9th President of Hebrew Union College - Jewish Institute of Religion
- In office January 1, 2014 – May 5, 2018
- Preceded by: David Ellenson
- Succeeded by: David Ellenson (interim) Andrew Rehfeld

Personal details
- Born: May 19, 1964 New York City, New York, U.S.
- Died: May 5, 2018 (aged 53) Middletown, New York, U.S.
- Cause of death: Plane crash
- Spouse: Lisa Messinger ​(m. 1992)​
- Education: Johns Hopkins University New York University

= Aaron D. Panken =

American Reform rabbi

Aaron D. Panken (May 19, 1964 – May 5, 2018) was an American Reform rabbi and academic administrator. He served as the 9th president of the Hebrew Union College-Jewish Institute of Religion.

==Early life==
Panken was born on May 19, 1964, in New York City, New York. He graduated from Johns Hopkins University, where he earned a bachelor's degree in electrical engineering. He also earned a doctorate in Hebrew and Judaic Studies from New York University. He married Lisa Messinger in 1992.

==Career==
Panken was ordained by the HUC-JIR in New York in 1991 and joined the faculty there in 1995. He was installed as the president on June 8, 2014 and led the organization that has 4,000 active alumni who served the estimated 1.5 million adherents of Reform Judaism in some 900 congregations.
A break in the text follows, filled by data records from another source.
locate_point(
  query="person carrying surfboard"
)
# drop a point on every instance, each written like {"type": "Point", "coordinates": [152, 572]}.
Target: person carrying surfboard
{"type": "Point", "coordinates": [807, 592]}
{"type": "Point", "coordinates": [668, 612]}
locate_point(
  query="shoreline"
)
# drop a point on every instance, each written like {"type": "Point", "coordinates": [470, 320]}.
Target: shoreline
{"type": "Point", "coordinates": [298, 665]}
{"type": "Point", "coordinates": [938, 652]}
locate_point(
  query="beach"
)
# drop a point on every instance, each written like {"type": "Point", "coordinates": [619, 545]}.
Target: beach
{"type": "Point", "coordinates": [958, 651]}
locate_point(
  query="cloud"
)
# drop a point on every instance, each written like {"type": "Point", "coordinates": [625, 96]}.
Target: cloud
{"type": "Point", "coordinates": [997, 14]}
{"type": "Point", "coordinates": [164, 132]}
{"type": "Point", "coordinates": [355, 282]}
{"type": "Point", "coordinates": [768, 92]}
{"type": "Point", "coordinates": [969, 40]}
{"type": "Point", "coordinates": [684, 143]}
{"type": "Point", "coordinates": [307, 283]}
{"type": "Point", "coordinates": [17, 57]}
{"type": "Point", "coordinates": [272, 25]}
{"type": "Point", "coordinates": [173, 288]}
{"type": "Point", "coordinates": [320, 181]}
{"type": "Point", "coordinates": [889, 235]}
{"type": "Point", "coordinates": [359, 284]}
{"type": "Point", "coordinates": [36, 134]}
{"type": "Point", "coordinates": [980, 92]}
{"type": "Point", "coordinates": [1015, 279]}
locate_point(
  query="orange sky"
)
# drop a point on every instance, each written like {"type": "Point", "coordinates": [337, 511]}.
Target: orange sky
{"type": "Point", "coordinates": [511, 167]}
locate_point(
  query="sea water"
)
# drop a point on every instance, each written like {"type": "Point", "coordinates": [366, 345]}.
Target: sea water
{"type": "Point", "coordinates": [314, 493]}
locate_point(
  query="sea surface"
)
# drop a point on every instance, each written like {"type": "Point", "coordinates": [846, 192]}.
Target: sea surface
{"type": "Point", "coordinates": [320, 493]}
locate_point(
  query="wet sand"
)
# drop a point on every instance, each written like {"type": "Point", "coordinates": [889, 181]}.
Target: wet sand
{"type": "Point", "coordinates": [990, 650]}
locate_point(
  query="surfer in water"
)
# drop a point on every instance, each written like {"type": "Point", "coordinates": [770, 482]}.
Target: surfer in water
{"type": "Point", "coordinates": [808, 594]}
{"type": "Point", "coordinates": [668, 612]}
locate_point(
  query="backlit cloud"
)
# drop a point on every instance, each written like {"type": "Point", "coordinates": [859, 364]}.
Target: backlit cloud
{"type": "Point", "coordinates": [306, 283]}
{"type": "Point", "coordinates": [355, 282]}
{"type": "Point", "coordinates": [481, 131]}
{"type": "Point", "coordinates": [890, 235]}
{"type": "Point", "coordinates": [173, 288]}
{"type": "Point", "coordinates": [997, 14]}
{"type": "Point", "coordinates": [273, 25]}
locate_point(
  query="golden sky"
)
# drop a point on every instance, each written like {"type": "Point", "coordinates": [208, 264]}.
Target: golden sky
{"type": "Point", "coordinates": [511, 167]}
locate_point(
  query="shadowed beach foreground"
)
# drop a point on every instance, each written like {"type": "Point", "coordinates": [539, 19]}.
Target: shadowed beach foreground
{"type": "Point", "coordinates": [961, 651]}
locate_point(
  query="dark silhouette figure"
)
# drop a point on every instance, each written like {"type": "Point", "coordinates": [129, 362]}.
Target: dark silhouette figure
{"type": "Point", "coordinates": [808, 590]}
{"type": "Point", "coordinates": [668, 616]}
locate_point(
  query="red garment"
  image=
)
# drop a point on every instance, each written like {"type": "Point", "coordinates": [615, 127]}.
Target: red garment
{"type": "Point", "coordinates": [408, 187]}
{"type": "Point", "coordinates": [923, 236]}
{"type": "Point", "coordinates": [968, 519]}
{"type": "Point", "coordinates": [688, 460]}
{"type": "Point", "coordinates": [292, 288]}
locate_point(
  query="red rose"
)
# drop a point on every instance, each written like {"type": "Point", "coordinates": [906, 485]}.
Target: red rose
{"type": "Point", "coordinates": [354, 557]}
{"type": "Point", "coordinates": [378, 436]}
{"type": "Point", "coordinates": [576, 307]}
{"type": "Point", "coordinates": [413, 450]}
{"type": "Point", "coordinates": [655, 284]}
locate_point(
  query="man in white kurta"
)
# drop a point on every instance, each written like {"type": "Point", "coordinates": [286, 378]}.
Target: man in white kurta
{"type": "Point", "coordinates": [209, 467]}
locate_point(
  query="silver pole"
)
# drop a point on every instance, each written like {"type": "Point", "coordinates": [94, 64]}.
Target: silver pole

Panken was a rabbi, scholar, teacher and Reform Jewish leader for almost three decades. He spoke as an invited scholar through the years at congregational and university communities throughout the United States and Israel, at Jewish camps in North America and South Africa and at locations such as the University of Sydney and the University of Nanjing. He was a certified commercial pilot and sailor.

==Death==
Panken was killed in a plane crash on Saturday, May 5, 2018, at Randall Airport, in Middletown, New York, during a routine flight check with an instructor. Upon hearing of his death, many tributes appeared from around the world including from Israel's consul general in New York, Dani Dayan, Rabbi Jonah Pesner and many others. Dan Shapiro, the former U.S. Ambassador to Israel, said that Panken was a "brilliant Jewish leader."